1. The problem statement, all variables and given/known data

2. Relevant equations

Xcm = (x1m1+x2m2) / (m1+m2)

3. The attempt at a solution

ok so i'm having trouble understanding what's happening in the question... when the penguin moves, is the sled also moving? If it's friction less ice then if the penguins moves L, the sled will move -L. Is this right or am I just not understanding the question?

for the first one, Changed what I think, penguin will move 0 relative to itself, in the sled system it will move L so center of mass at L/2?

second one Changed what I think for this too, since the penguin moves 0 relative to itself and from the sled system it will move L, in the lab frame it moves L/2.

third one seems pretty simple. Since penguin at origin and the center of mass of sled is at L/2, the center of mass would be L/4.

fourth one sled frame moves -L, penguin relative to itself always 0 so the origin is -L/2

fifth one sled moves -L/2 so it's center of mass is at 0, the penguin moves L/2 so center of mass is L/4?

sixth one L/4

Are these right so far?

Last edited: Oct 28, 2015
2. Oct 28, 2015

Vicinity24

Come to think of it, I say first one would be -3L/4 because the sled moves opposite direction and it's center of mass becomes -L/2.

3. Oct 30, 2015

Vicinity24

Anyone?

4. Oct 30, 2015

Mister T

Can you simplify this equation?

5. Oct 30, 2015

Staff: Mentor

Since the COM of the whole system as viewed in the Lab frame doesn't move (right?), it can be convenient to use before and after sketches of each situation, label the resulting COM in the sled frame, then align that sled COM with the Lab frame's original COM. Then make your measurements/calculations from the resulting image.

For example, for part (2) the penguin moves from one end of the sled to the other:

Last edited: Oct 30, 2015
6. Oct 30, 2015

Vicinity24

Yeah for each relevant question about Xcm I would substitute the variables accordingly.

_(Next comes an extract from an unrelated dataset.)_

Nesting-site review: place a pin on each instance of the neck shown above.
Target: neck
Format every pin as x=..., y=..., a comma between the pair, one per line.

That is incredibly helpful, thanks a lot! I was confused how much the sled actually moves back in the lab frame but that pictures makes it crystal clear.

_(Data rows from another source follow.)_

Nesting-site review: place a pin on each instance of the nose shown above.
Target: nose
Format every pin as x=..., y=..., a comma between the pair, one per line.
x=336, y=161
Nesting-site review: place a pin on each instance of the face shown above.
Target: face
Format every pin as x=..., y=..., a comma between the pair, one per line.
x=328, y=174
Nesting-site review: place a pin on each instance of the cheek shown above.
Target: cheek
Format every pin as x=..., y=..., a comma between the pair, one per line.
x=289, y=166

Using that, I'm pretty confident in these answers except number 6:
1) 3L/4
2) L/2
3) L/4
4) -L/2
5) L/4
6) either L/2 or L/4... It asks for the center of mass of the sled which is always L/2 but it asks for the sled frame. If I include the penguin the combined center of mass is L/4 but it doesn't seem to include the penguin so I'm going with L/2.

7. Oct 30, 2015

Staff: Mentor

Looks good.

8. Oct 30, 2015

Vicinity24

Thanks again!

9. Oct 30, 2015

Mister T

Well, I was thinking of simplifying it before looking at each specific scenario.

You let $m=m_1=m_2$ and get something that would allow you look at the situation in a different way. Even though you've solved the problem, it might help you understand it better in case you encounter similar situations in the future.